Zn(OH)2(s) + 2OH^-(aq) ==> Zn(OH)4^2-(aq)
So addition of a large amount of NaOH dissolves Zn(OH)2^2- so the reaction goes to the right.
thanks for the explanation pls is it endothermic or exothermic reaction i'm confused with this
a) The addition of HCl will shift the equilibrium to the LEFT. This is because HCl is a strong acid that will react with the OH- ions, reducing their concentration. According to Le Chatelier's principle, when the concentration of one of the reactants (OH-) decreases, the system will shift in the direction that produces more of that reactant. Therefore, the equilibrium will shift to the left to regenerate the OH- ions that were consumed by the reaction with HCl.
b) The addition of a small amount of NaOH will shift the equilibrium to the RIGHT. This is because NaOH is a strong base that will react with the Zn2+ ions, reducing their concentration. According to Le Chatelier's principle, when the concentration of one of the reactants (Zn2+) decreases, the system will shift in the direction that produces more of that reactant. Therefore, the equilibrium will shift to the right to regenerate the Zn2+ ions that were consumed by the reaction with NaOH.

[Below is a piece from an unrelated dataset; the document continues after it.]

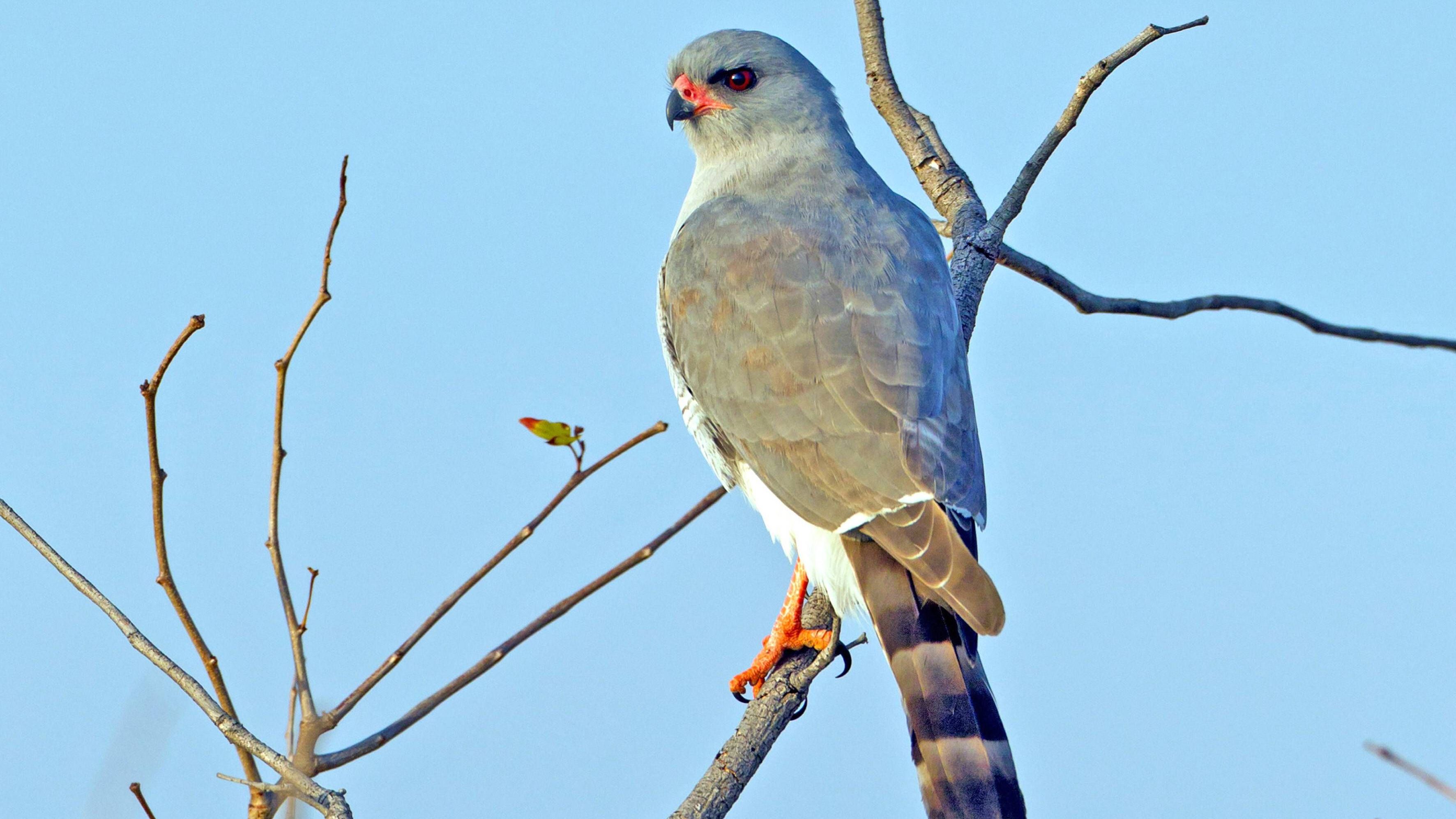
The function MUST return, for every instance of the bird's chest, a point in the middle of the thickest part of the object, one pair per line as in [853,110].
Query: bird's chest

c) The addition of a large amount of NaOH will shift the equilibrium to the LEFT. This is because the large amount of NaOH will react with almost all of the Zn2+ ions to form Zn(OH)2 precipitate. According to Le Chatelier's principle, when one of the reactants (Zn2+) is consumed almost completely, the system will shift in the direction that produces more of that reactant. Therefore, the equilibrium will shift to the left to regenerate the Zn2+ ions that were consumed by the reaction with NaOH.
d) The net equation for this equilibrium is Zn^2+(aq) + 2OH^-(aq) ↔ Zn(OH)2(s).
This reaction is an exothermic reaction.
a) Adding HCl to the system will increase the concentration of H+ ions in solution. According to Le Chatelier's principle, the system will shift to counteract this increase by favoring the reaction that produces OH- ions, which in this case is the forward reaction. Hence, the equilibrium will shift to the right.
b) Adding a small amount of NaOH will increase the concentration of OH- ions in solution. According to Le Chatelier's principle, the system will shift to counteract this increase by favoring the reaction that consumes OH- ions, which in this case is the reverse reaction. Hence, the equilibrium will shift to the left.
c) Adding a large amount of NaOH will significantly increase the concentration of OH- ions in solution. According to Le Chatelier's principle, the system will try to counteract this increase by favoring the reaction that consumes OH- ions, which in this case is the reverse reaction. Therefore, the equilibrium will shift to the left.
d) The net equation for the equilibrium is:
Zn^2+(aq) + 2OH^-(aq) ↔ Zn(OH)2(s)
This reaction involves the formation of a precipitate (Zn(OH)2), which suggests that it is an endothermic reaction. In an endothermic reaction, heat is absorbed or gained from the surroundings.